In a third aspect of an embodiment of the present invention,
There is provided an electronic device including:
A processor;
a memory for storing processor-executable instructions;
Wherein the processor is configured to invoke the instructions stored in the memory to perform the method described previously.
In a fourth aspect of an embodiment of the present invention,
There is provided a computer readable storage medium having stored thereon computer program instructions which, when executed by a processor, implement the method as described above.
The present invention may be a method, apparatus, system, and/or computer program product.
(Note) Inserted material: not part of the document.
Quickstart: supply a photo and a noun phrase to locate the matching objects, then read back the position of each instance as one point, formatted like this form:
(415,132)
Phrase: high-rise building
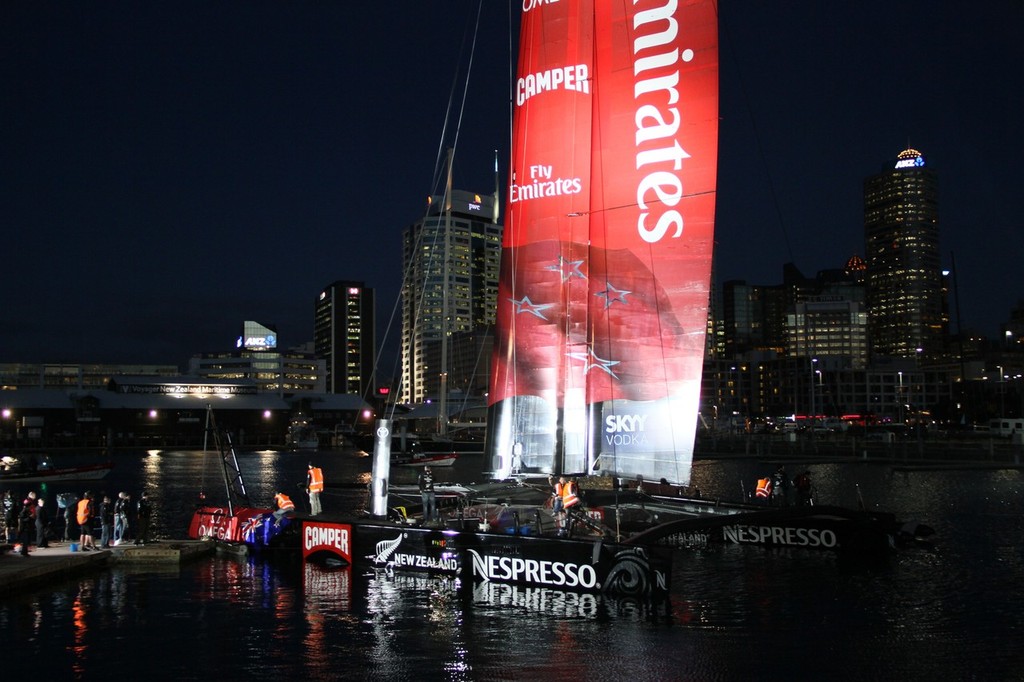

The computer program product may include a computer readable storage medium having computer readable program instructions embodied thereon for performing various aspects of the present invention.
It should be noted that the above embodiments are merely for illustrating the technical solution of the present invention and not for limiting the same, and although the present invention has been described in detail with reference to the above embodiments, it should be understood by those skilled in the art that the technical solution described in the above embodiments may be modified or some or all of the technical features may be equivalently replaced, and these modifications or substitutions do not make the essence of the corresponding technical solution deviate from the scope of the technical solution of the embodiments of the present invention.